Why do the majority of Short Sales fail?
Most agents have not completed short sales. They are a relatively new phenomenon to the peninsula. Consequently, many buyers and sellers do not have their expectations set correctly and end up getting frustrated and abandon the process. Here are two more reasons why short sales generally fail:
(1) Just getting the short sale package to the bank is difficult. As mentioned in a previous short sale post, we once spent 40+ days trying to fax in the Short Sale Package. Quite simply, the loss mitigation departments in the big banks are completely overwhelmed and understaffed.
(2) If a seller is not organized or not thorough with record keeping and information gathering, the transaction will be over before it begins. Banks have no patience to keep after the seller for incomplete items in the Short Sale Package.
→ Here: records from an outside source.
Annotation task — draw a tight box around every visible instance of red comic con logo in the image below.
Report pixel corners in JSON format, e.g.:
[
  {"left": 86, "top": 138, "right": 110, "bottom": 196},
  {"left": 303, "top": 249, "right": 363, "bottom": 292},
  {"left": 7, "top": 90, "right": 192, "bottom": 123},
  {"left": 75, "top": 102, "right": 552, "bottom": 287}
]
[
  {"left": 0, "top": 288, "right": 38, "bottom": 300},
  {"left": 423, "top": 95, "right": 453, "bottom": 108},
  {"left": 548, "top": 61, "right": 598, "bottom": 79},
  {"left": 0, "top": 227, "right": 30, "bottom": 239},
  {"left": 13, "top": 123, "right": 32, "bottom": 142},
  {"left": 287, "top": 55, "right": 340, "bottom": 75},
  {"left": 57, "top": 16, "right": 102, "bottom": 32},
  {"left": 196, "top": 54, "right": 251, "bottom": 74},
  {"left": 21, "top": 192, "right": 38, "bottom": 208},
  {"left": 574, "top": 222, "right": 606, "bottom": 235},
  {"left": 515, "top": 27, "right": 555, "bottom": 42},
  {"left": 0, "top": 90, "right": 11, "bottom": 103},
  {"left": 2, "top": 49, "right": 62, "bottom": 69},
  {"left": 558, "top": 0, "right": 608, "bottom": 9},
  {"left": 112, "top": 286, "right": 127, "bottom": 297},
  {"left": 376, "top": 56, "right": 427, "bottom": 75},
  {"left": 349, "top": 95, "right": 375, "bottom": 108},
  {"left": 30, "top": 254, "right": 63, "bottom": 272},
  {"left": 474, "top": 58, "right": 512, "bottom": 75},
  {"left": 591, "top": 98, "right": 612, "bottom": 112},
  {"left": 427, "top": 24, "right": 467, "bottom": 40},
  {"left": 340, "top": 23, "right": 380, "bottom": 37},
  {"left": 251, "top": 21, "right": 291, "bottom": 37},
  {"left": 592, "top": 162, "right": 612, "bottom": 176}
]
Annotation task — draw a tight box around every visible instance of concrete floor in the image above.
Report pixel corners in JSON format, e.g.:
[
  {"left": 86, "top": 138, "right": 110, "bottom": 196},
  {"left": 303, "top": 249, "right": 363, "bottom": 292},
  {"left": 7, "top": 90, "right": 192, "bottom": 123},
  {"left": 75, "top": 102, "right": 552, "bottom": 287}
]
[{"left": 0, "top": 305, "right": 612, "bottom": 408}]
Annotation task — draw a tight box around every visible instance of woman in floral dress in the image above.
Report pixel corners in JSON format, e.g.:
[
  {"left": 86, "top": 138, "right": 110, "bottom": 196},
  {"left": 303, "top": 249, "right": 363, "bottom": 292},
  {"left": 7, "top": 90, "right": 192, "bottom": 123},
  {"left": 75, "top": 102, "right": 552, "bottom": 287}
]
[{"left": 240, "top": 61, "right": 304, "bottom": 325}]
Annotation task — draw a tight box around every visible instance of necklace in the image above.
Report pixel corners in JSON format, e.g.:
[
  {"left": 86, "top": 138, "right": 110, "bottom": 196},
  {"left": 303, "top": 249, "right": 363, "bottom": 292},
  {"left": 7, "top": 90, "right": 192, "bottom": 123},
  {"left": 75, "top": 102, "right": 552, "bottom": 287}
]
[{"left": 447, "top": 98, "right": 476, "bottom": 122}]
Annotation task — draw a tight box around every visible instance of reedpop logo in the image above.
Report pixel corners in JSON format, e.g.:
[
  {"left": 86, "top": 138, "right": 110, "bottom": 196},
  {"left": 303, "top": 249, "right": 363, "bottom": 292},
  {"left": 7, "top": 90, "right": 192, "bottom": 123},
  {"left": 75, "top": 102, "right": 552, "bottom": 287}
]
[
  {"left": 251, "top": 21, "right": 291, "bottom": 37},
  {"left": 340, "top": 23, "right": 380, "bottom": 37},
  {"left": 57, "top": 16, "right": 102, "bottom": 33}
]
If something is missing or out of place, it will be given back to the seller’s agent and the file will go right to the bottom of the file and the process will start over again.
(3) Often sellers wait until it is too late to start a proper short sale and the prospective short sale is pre-empted by foreclosure.
The benefits of Short Sales
The seller gets out from under the home and does so without a foreclosure on their record. The benefit for the buyer is that they generally purchase a home for slightly under fair market value. Homes that are short sales are generally priced a little under fair market value for two reasons: (1) the seller’s agent should understand that they are going to need to give some incentive for the buyer to stick with a process that could take six months and has no assurance of actually closing; and (2) the bank may come back and ask for more money from the seller when negotiating the short sale.
If you are considering a Short Sale, be aware of the following
These are complex transactions and should only be attempted after advice from an accountant (for any tax ramifications), a legal consultation and the input of an agent experienced in short sales.
You will need to exercise a good deal of patience and understand that the process is long and frustrating at times.
Short sales will be appearing more frequently in San Carlos in the months to come. Buyers and sellers should educate themselves on the process so that they can make the right call when the time comes. If executed correctly, a short sale can be a life-saver for a seller and a true bargain for a buyer.